Latem 2021 roku DeMar DeRozan odchodził z San Antonio Spurs i jedną nogą był już zawodnikiem Los Angeles Lakers. Do podpisania kontraktu jednak nie doszło, bo kalifornijski zespół zdecydował się na transfer po Russella Westbrooka.
Wszystko było już niemal dopięte. DeMar DeRozan miał latem 2021 roku wrócić w rodzinne strony i zagrać dla Los Angeles Lakers. Obrońca wrócił do tej sytuacji w podcaście JJ Redicka i oznajmił, że jego przenosiny do Miasta Aniołów były już tak naprawdę ustalone. – Wyjechałem wtedy do Meksyku na parę dni, żeby odpocząć. A po powrocie miałem od razu podpisać kontrakt z Lakers – zdradził.
O tym, że to się jednak nie uda, poinformował go… Kyle Lowry. – Któregoś ranka w Meksyku dzwoni do mnie Kyle Lowry i mówi, że Lakers właśnie ściągnęli Westbrooka. A potem pyta, o co tutaj chodzi, bo przecież byłem już dogadany z Lakers – zdradził DeRozan. Dla 32-latka powrót do rodzinnego Los Angeles był tamtego lata jedyną opcją. Nic innego nie brał wtedy pod uwagę.

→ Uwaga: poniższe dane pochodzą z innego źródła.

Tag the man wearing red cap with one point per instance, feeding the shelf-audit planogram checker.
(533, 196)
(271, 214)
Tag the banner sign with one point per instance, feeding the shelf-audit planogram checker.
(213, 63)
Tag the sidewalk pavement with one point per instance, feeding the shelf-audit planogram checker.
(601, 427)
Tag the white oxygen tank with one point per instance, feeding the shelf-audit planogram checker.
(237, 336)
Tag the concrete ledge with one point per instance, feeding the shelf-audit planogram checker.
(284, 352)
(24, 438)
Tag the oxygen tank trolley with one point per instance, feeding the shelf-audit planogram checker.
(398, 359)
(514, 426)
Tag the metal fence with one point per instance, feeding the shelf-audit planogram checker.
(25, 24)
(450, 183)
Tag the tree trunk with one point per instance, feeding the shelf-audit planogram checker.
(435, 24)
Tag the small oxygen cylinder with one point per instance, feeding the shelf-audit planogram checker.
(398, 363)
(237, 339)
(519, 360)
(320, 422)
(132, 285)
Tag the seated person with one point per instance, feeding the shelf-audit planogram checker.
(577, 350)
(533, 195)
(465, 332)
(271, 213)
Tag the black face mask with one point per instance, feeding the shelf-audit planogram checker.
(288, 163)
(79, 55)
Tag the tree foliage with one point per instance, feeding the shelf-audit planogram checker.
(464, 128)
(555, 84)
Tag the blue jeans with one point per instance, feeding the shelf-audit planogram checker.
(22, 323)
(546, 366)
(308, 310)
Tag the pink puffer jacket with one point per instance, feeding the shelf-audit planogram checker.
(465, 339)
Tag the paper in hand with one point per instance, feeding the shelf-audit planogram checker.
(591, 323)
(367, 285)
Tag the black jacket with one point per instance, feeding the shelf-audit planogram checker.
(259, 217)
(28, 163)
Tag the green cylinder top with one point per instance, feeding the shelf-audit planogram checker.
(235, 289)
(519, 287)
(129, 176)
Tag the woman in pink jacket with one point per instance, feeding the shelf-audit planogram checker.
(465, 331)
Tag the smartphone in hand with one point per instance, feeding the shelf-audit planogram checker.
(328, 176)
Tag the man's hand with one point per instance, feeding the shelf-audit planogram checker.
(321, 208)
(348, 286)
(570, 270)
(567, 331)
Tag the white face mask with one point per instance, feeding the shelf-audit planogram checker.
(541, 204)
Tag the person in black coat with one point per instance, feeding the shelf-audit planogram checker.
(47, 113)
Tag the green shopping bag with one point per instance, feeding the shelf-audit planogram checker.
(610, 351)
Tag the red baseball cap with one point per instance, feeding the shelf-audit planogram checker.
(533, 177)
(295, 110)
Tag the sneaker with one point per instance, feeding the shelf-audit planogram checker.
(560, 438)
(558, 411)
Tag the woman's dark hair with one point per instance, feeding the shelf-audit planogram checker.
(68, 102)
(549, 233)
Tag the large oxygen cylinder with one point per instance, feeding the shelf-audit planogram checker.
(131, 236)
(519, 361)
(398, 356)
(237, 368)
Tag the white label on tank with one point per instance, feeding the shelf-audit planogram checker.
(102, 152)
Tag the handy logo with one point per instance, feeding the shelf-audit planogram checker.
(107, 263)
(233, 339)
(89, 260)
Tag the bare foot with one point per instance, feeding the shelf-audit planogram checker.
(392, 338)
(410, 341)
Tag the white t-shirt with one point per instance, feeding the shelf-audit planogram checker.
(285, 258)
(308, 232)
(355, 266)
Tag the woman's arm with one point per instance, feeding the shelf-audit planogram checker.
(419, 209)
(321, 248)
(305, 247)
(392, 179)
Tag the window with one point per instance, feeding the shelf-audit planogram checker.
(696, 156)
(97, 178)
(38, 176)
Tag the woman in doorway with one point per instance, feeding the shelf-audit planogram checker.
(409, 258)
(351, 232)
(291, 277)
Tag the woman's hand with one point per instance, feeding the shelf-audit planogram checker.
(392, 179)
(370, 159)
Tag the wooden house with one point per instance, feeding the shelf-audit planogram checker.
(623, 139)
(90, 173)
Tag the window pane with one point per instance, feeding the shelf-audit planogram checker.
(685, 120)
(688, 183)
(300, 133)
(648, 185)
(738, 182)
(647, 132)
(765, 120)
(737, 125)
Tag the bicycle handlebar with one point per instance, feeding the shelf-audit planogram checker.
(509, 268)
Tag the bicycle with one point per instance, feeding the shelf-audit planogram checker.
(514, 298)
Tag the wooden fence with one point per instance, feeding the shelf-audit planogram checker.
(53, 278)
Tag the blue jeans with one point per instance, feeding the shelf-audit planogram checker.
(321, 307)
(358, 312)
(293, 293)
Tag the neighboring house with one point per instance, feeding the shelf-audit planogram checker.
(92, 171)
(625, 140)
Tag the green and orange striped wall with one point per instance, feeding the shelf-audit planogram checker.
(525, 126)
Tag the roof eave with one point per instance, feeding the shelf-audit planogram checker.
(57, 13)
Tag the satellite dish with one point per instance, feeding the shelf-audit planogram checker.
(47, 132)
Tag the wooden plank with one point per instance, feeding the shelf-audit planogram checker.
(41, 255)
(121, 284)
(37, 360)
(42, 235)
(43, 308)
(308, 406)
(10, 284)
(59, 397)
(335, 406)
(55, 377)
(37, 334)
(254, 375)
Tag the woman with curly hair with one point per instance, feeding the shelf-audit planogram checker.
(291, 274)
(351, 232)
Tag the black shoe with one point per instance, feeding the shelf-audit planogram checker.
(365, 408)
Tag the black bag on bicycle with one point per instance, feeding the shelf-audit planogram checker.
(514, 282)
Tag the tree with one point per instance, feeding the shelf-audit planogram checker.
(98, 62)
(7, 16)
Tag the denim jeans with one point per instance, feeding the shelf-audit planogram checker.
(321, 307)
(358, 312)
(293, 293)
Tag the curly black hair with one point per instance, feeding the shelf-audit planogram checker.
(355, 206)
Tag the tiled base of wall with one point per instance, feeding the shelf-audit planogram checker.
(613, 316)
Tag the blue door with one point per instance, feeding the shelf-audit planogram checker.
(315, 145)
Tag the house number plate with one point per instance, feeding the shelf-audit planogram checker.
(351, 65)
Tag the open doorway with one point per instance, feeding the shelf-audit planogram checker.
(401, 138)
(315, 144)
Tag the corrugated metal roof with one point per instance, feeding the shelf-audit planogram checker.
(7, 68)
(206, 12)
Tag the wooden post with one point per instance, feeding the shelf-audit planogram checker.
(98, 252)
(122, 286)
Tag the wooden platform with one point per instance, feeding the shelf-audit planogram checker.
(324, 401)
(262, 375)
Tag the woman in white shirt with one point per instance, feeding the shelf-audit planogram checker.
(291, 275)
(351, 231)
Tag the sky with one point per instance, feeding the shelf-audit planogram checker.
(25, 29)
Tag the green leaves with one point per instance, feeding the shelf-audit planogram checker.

Ostatecznie pomocną dłoń wyciągnęli do niego Chicago Bulls, oferując mu 3-letni kontrakt o wartości 80 milionów dolarów. DeRozan żałować więc nie może, tym bardziej że pomimo głosów ekspertów, którzy określili jego umowę jedną z najgorszych, jakie zostały podpisane latem 2021 roku, w poprzednim sezonie NBA wypadł znakomicie, notując średnio 28 punktów na mecz.